A Coreia do Sul anunciou hoje que proibiu todo o tipo de intercâmbio civil com a Coreia do Norte, incluindo ajuda humanitária, numa nova medida de pressão após o teste nuclear e de mísseis do regime de Kim Jong-un.

Centenas de sul coreanos manifestaram-se em Seul contra o último teste nuclear realizado pela Coreia do Norte.

Centenas de sul coreanos manifestaram-se em Seul contra o último teste nuclear realizado pela Coreia do Norte.

© Kim Hong-Ji / Reuters

"A partir de agora, o Governo não autorizará os intercâmbios com a Coreia do Norte devido ao ensaio nuclear e de mísseis", disse à agência Efe um representante do Ministério da Unificação, que confirmou que a restrição aplicar-se-á também às organizações não-governamentais que fornecem ajuda humanitária ao país vizinho.

Seul recusou 17 requerimentos pendentes de organizações e particulares para estabelecer contacto com a Coreia do Norte, que incluem pedidos de autorização para a realização de viagens transfronteiriças e o envio de materiais a partir da Coreia do Sul.

O Ministério da Unificação argumentou que as ações norte-coreanas criaram uma situação "grave", pelo que não se afigura adequado continuar a fomentar a cooperação.

Seul e Pyongyang aumentaram o intercâmbio desde o passado verão, após a assinatura de um acordo de reconciliação, e em finais do ano passado tiveram lugar vários encontros de cariz civil e religioso, e foram enviados alimentos e fertilizantes para a Coreia do Norte a partir do vizinho Sul.

Ao longo de 2015, as trocas entre as Coreias (incluindo as operações no complexo industrial conjunto de Kaesong) totalizaram 2.700 milhões de dólares (2.400 milhões de euros), e os envios estatais ou privados da Coreia do Sul de ajuda humanitária ascenderam a 22 milhões de dólares (19,7 milhões de euros).

Por outro lado, Seul pediu hoje aos sul-coreanos para evitarem restaurantes norte-coreanos no estrangeiro por motivos de segurança, uma medida que parece ter como objetivo atacar outra das fontes de dividas do regime de Pyongyang.

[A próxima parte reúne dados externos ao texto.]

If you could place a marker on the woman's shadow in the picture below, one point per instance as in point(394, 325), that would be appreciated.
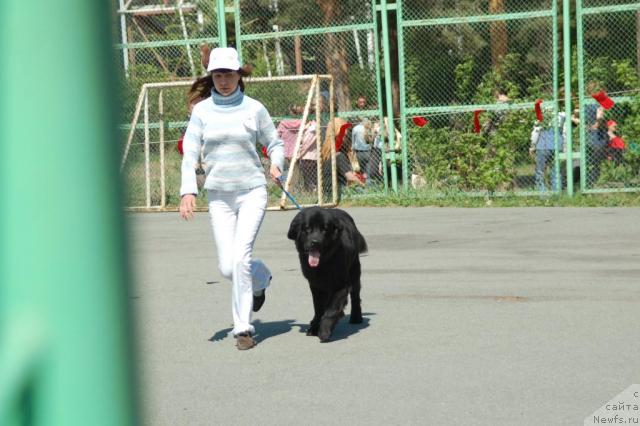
point(266, 330)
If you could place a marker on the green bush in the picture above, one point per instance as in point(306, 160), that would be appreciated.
point(466, 161)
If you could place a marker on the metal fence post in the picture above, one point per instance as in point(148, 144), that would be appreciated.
point(390, 128)
point(64, 336)
point(566, 36)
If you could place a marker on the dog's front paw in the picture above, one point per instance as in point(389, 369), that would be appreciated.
point(324, 333)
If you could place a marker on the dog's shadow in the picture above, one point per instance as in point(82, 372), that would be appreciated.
point(344, 328)
point(266, 330)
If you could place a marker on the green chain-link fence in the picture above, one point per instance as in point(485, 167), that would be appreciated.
point(608, 63)
point(474, 70)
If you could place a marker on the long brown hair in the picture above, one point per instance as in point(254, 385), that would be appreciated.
point(201, 88)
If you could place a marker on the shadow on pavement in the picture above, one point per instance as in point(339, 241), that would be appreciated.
point(266, 330)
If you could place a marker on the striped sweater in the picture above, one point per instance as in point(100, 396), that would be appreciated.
point(226, 134)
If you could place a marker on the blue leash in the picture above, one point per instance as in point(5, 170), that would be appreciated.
point(291, 197)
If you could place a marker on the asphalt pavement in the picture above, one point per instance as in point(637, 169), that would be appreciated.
point(491, 316)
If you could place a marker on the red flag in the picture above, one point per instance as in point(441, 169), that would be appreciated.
point(340, 135)
point(605, 101)
point(539, 110)
point(420, 121)
point(476, 120)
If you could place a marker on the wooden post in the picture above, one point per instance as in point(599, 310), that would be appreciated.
point(294, 158)
point(297, 44)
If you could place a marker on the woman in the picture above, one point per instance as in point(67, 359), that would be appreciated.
point(346, 161)
point(225, 125)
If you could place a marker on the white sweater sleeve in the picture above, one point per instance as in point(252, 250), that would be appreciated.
point(268, 137)
point(191, 146)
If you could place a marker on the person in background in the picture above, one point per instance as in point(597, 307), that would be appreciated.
point(226, 124)
point(543, 145)
point(616, 143)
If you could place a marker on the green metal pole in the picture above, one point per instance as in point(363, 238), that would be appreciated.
point(582, 127)
point(556, 123)
point(389, 99)
point(403, 98)
point(222, 25)
point(64, 333)
point(568, 109)
point(383, 154)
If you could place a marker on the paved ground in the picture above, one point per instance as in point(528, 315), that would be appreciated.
point(472, 317)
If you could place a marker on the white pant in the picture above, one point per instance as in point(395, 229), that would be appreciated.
point(236, 217)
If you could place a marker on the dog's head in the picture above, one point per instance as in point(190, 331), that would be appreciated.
point(316, 233)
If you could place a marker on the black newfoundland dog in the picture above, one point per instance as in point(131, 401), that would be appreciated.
point(329, 245)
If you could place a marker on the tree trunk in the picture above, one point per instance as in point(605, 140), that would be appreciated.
point(498, 34)
point(335, 55)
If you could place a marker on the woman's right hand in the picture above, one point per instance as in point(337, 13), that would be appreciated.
point(187, 206)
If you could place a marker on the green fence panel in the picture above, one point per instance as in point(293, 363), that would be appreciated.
point(608, 59)
point(64, 330)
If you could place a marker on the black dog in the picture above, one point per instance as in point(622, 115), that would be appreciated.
point(329, 245)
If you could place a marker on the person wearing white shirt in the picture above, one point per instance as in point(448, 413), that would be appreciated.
point(225, 126)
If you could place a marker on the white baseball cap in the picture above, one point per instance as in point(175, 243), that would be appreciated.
point(223, 58)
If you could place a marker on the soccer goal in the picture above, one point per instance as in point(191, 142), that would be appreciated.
point(301, 106)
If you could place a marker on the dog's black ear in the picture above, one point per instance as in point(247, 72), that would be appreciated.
point(294, 228)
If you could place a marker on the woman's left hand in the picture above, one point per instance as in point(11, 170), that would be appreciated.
point(275, 173)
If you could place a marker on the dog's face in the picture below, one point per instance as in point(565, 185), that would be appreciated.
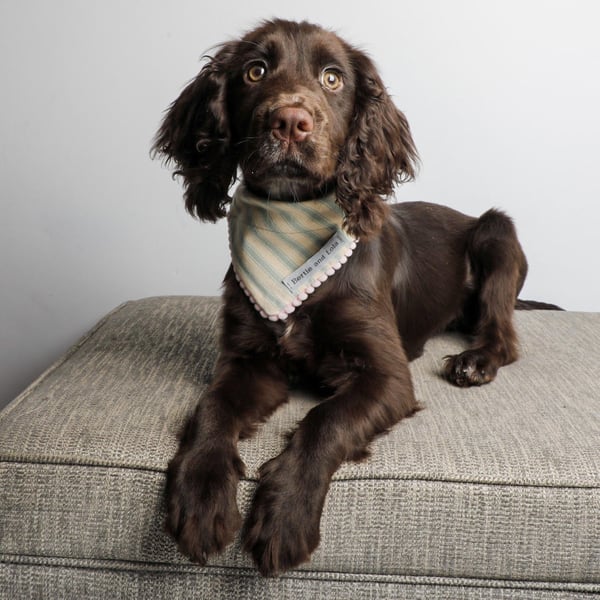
point(290, 100)
point(300, 112)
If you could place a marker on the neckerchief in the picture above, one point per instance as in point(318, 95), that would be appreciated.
point(281, 251)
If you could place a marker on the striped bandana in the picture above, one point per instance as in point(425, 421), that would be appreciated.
point(282, 251)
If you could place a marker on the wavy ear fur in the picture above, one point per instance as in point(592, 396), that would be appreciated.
point(379, 153)
point(195, 136)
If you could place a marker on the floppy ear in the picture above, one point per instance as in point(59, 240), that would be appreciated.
point(379, 152)
point(195, 136)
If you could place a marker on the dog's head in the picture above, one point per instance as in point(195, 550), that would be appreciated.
point(300, 112)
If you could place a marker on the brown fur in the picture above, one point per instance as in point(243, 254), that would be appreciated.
point(262, 105)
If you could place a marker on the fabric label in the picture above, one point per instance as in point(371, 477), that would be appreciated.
point(316, 263)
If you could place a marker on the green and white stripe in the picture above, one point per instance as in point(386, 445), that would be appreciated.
point(282, 251)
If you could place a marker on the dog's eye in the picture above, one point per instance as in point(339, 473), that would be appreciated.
point(331, 79)
point(256, 71)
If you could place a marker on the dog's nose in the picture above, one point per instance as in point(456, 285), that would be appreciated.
point(291, 124)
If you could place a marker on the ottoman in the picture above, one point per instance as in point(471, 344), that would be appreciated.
point(490, 492)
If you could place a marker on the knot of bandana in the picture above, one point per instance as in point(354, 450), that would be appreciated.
point(282, 251)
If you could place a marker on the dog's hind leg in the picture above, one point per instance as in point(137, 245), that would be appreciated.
point(498, 267)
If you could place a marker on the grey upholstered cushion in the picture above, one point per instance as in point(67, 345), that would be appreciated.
point(491, 492)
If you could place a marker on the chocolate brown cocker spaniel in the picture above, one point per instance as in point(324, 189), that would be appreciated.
point(328, 283)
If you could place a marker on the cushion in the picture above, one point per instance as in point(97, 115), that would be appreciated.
point(490, 492)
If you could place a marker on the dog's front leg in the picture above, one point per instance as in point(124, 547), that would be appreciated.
point(367, 368)
point(202, 478)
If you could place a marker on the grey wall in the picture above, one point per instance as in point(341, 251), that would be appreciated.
point(503, 99)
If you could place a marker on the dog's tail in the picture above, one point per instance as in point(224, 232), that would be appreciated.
point(535, 305)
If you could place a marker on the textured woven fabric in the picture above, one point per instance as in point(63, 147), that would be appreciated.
point(491, 492)
point(282, 251)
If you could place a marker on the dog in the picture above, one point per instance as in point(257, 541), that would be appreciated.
point(349, 292)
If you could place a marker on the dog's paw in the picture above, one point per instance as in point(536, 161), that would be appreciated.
point(282, 529)
point(472, 367)
point(202, 513)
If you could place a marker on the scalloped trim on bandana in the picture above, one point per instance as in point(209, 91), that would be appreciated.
point(282, 251)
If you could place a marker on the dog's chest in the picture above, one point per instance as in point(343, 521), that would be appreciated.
point(295, 340)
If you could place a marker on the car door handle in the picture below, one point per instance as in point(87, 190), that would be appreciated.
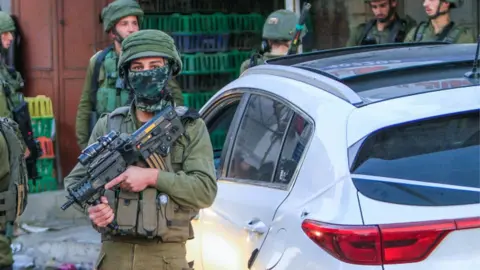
point(257, 226)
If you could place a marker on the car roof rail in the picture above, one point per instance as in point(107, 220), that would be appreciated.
point(327, 83)
point(403, 70)
point(294, 59)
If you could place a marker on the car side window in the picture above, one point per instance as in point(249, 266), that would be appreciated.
point(259, 139)
point(298, 135)
point(218, 129)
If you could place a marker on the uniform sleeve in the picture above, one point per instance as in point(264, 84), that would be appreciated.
point(84, 108)
point(353, 39)
point(466, 36)
point(410, 37)
point(194, 186)
point(176, 92)
point(244, 66)
point(79, 171)
point(4, 165)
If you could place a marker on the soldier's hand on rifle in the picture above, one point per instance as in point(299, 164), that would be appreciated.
point(101, 214)
point(135, 179)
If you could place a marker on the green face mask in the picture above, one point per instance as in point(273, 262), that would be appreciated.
point(149, 88)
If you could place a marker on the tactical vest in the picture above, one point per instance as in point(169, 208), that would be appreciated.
point(111, 93)
point(448, 34)
point(397, 32)
point(151, 213)
point(14, 200)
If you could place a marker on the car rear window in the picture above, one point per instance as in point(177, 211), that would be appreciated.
point(430, 162)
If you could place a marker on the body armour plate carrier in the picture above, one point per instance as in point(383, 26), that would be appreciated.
point(14, 200)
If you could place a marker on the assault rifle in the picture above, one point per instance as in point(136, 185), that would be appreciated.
point(111, 155)
point(299, 29)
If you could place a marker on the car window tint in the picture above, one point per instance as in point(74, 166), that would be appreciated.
point(297, 137)
point(259, 139)
point(443, 150)
point(218, 128)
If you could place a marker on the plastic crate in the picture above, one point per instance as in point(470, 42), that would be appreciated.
point(196, 100)
point(205, 82)
point(240, 23)
point(150, 22)
point(244, 41)
point(40, 106)
point(188, 43)
point(47, 147)
point(46, 167)
point(42, 126)
point(43, 184)
point(190, 6)
point(201, 63)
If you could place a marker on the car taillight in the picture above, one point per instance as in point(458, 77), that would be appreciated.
point(383, 244)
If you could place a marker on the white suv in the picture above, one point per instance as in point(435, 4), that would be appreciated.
point(359, 158)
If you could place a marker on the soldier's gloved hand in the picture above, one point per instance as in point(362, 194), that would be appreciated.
point(101, 214)
point(135, 179)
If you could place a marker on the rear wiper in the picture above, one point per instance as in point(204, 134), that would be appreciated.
point(475, 73)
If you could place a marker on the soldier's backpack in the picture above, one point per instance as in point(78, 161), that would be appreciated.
point(448, 34)
point(14, 200)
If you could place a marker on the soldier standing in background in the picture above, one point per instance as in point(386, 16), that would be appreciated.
point(440, 27)
point(278, 32)
point(103, 91)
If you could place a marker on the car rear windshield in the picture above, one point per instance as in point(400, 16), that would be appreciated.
point(430, 162)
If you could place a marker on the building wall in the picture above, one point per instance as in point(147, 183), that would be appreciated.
point(59, 37)
point(333, 19)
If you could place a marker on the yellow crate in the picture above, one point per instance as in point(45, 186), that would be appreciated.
point(40, 106)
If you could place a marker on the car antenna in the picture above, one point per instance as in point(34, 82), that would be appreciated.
point(475, 73)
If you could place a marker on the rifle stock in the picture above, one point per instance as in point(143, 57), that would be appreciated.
point(299, 29)
point(113, 153)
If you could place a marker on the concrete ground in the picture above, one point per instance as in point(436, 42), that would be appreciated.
point(49, 238)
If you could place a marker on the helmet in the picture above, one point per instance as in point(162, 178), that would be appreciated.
point(147, 43)
point(454, 3)
point(119, 9)
point(280, 25)
point(6, 23)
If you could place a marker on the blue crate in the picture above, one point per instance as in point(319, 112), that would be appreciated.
point(190, 43)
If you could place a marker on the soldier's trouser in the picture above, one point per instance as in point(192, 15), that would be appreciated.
point(6, 257)
point(150, 255)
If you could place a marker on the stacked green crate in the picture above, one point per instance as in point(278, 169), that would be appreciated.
point(43, 127)
point(213, 44)
point(209, 59)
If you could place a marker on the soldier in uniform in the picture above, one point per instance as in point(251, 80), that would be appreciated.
point(278, 32)
point(386, 27)
point(102, 89)
point(13, 185)
point(11, 80)
point(149, 58)
point(439, 26)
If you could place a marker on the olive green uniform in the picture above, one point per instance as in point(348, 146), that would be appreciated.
point(451, 33)
point(457, 34)
point(192, 185)
point(258, 61)
point(280, 25)
point(156, 222)
point(13, 185)
point(6, 257)
point(368, 33)
point(108, 95)
point(85, 106)
point(14, 82)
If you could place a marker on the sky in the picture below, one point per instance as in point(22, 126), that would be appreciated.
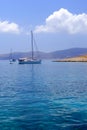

Nos últimos anos, as visitas aos cada vez mais estabelecimentos de comida norte-coreanos, supostamente operados pelo regime de Kim Jong-un, têm-se popularizado entre os turistas e os emigrantes sul-coreanos em Pequim e em outras cidades asiáticas.

A Coreia do Norte realizou a 06 de janeiro o seu quarto teste nuclear, e a 07 de fevereiro lançou um satélite para o Espaço, numa ação considerada pela comunidade internacional como um ensaio encoberto de mísseis balísticos, algo que violaria resoluções do Conselho de Segurança da ONU.

Seul já tomou outras medidas como resposta, tal como encerrar o complexo conjunto de Kaesong e intensificar os exercícios militares conjuntos com os Estados Unidos, enquanto o Conselho de Segurança da ONU decide que sanções aplicar à Coreia do Norte.